Unnamed: 0,day,month,year,hits,page_views,time_on_site,hour,minute,device,sub_continent,country,product_category,product_name,product_price,add_to_cart
0,30,11,2016,17,13,297,23,55,desktop,South America,Peru,Home/Shop by Brand/Google,Google Men's 100% Cotton Short Sleeve Hero Tee...,16.99,0
1,30,11,2016,17,13,297,23,58,desktop,South America,Peru,Home/Electronics,Google Device Holder Sticky Pad,4.99,0
2,30,11,2016,17,13,297,23,58,desktop,South America,Peru,Home/Electronics/Electronics Accessories,Grip Kit Cable Organizer,16.99,0
3,30,11,2016,17,13,297,23,58,desktop,South America,Peru,Home/Electronics,Electronics Accessory Pouch,4.99,0
4,30,11,2016,17,13,297,23,56,desktop,South America,Peru,Home/Apparel/Men's,Google Men's Watershed Full Zip Hoodie Grey,109.99,0


In [5]:
X = final_df.drop(['add_to_cart'], axis=1)
y = final_df['add_to_cart']

total_chunks = 10

# Define the size of each chunk
chunk_size = len(final_df) // total_chunks

# Initialize lists to store the chunked data
X_chunks_train = []
y_chunks_train = []

# Split the dataset into chunks
for i in range(total_chunks):
    start_index = i * chunk_size
    end_index = start_index + chunk_size if i < total_chunks - 1 else None
    
    # Extract the chunk of data
    X_chunk = X.iloc[start_index:end_index]
    y_chunk = y.iloc[start_index:end_index]
    
    # Split the chunk into train and test sets
    X_train_chunk, X_temp_chunk, y_train_chunk, y_temp_chunk = train_test_split(X_chunk, y_chunk, test_size=0.3, random_state=5)
    X_val_chunk, X_test_chunk, y_val_chunk, y_test_chunk = train_test_split(X_temp_chunk, y_temp_chunk, test_size=0.5, random_state=5)
    
    # Store the chunked data
    X_chunks_train.append(X_train_chunk)
    y_chunks_train.append(y_train_chunk)

# X_train, X_temp, y_train, y_temp = train_test_split(X, y, test_size=0.3, random_state=5)
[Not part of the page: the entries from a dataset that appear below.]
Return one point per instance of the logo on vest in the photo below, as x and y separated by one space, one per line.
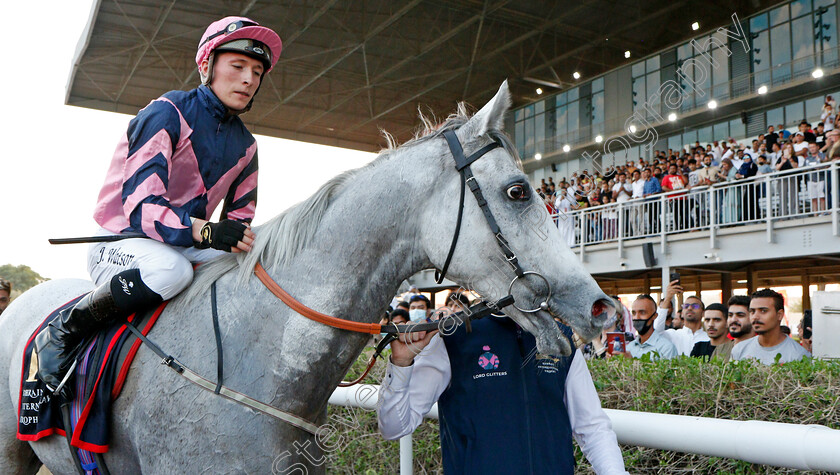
489 361
547 363
126 285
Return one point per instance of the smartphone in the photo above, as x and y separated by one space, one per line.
616 342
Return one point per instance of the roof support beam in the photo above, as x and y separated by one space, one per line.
148 41
396 66
515 42
385 24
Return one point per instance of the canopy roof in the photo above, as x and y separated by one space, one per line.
350 68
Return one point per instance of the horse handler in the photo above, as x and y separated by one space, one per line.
180 157
503 408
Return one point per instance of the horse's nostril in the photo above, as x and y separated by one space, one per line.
601 309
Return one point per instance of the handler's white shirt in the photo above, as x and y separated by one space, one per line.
408 393
684 339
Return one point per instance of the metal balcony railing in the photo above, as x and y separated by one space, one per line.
777 75
797 193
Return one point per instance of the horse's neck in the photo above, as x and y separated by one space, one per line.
367 244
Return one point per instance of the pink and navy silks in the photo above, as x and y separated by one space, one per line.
181 156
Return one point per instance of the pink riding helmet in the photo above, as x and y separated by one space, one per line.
234 28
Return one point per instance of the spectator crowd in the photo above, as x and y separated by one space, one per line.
745 327
716 163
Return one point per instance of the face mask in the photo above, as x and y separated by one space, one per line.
642 326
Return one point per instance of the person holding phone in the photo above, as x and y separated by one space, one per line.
692 331
650 340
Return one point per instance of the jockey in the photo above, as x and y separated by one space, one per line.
181 156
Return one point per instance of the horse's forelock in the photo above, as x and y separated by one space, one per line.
291 231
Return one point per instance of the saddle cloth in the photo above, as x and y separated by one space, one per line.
99 377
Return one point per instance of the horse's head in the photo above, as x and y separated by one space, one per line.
478 263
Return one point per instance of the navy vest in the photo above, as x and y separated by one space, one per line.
503 412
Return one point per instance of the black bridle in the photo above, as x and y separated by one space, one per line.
462 164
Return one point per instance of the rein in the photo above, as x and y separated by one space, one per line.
476 311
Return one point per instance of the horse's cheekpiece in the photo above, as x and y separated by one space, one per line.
101 370
462 164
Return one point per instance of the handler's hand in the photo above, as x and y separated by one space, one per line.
409 345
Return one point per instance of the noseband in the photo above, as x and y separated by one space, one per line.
462 164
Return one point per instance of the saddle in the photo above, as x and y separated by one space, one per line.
103 364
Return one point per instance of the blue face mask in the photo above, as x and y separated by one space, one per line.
417 314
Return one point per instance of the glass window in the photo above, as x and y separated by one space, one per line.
529 138
684 52
598 107
652 82
827 41
794 114
689 137
652 64
799 7
574 117
813 109
761 52
758 23
803 46
779 15
675 142
780 41
638 93
761 58
721 131
736 129
562 120
704 135
776 116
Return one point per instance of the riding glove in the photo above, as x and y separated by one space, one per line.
222 235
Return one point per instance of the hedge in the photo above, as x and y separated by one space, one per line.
804 392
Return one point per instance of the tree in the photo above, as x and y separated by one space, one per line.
22 277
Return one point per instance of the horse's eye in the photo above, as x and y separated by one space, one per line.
517 192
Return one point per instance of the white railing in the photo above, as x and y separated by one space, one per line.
796 446
796 193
# X_val, X_test, y_val, y_test = train_test_split(X_temp, y_temp, test_size=0.5, random_state=5)

In [6]:
categorical_columns = ['device', 'sub_continent', 'country', 'product_category', 'product_name']
numeric_columns = ['day', 'month', 'year', 'hits', 'page_views', 'time_on_site', 'hour', 'minute', 'product_price']

In [7]:
numerical_pipe = Pipeline(steps=[
    ('normalizer', StandardScaler())
])

In [8]:
categorical_pipe = Pipeline(steps=[
    ('one-hot', OneHotEncoder(handle_unknown='ignore'))
])

In [9]:
preprocessor = ColumnTransformer(
    transformers=[
        ('num', numerical_pipe, numeric_columns),
        ('cat', categorical_pipe, categorical_columns)
    ])

In [10]:
model = KNeighborsClassifier()

In [11]:
model_pipeline = Pipeline(steps=[('preprocessor', preprocessor),
                              ('model', model)
                                ])

In [12]:
models = []

# Train a model on each chunk and store it
for X_chunk, y_chunk in zip(X_chunks_train, y_chunks_train):
    model_pipeline.fit(X_chunk, y_chunk)
    models.append(model_pipeline)

# Evaluate the models on the validation set
validation_scores = []
for model in models:
    val_accuracy = model.score(X_val_chunk, y_val_chunk)
    validation_scores.append(val_accuracy)

In [13]:
average_validation_accuracy = sum(validation_scores) / len(validation_scores)
print("Average Validation Accuracy:", average_validation_accuracy)

Average Validation Accuracy: 0.99331644477982


In [17]:
model_2 = SVC()

In [18]:
model_pipeline = Pipeline(steps=[('preprocessor', preprocessor),
                              ('model', model_2)
                                ])

In [19]:
models = []

# Train a model on each chunk and store it
for X_chunk, y_chunk in zip(X_chunks_train, y_chunks_train):
    model_pipeline.fit(X_chunk, y_chunk)
    models.append(model_pipeline)

# Evaluate the models on the validation set
validation_scores = []
for model in models:
    val_accuracy = model.score(X_val_chunk, y_val_chunk)
    validation_scores.append(val_accuracy)

In [20]:
average_validation_accuracy = sum(validation_scores) / len(validation_scores)
print("Average Validation Accuracy:", average_validation_accuracy)

Average Validation Accuracy: 0.9939093408074167


In [21]:
model_3 = DecisionTreeClassifier()

In [22]:
model_pipeline = Pipeline(steps=[('preprocessor', preprocessor),
                              ('model', model_3)
                                ])

In [23]:
models = []

# Train a model on each chunk and store it
for X_chunk, y_chunk in zip(X_chunks_train, y_chunks_train):
    model_pipeline.fit(X_chunk, y_chunk)
    models.append(model_pipeline)

# Evaluate the models on the validation set
validation_scores = []
for model in models:
    val_accuracy = model.score(X_val_chunk, y_val_chunk)
    validation_scores.append(val_accuracy)

In [24]:
average_validation_accuracy = sum(validation_scores) / len(validation_scores)
print("Average Validation Accuracy:", average_validation_accuracy)

Average Validation Accuracy: 0.9930469465854579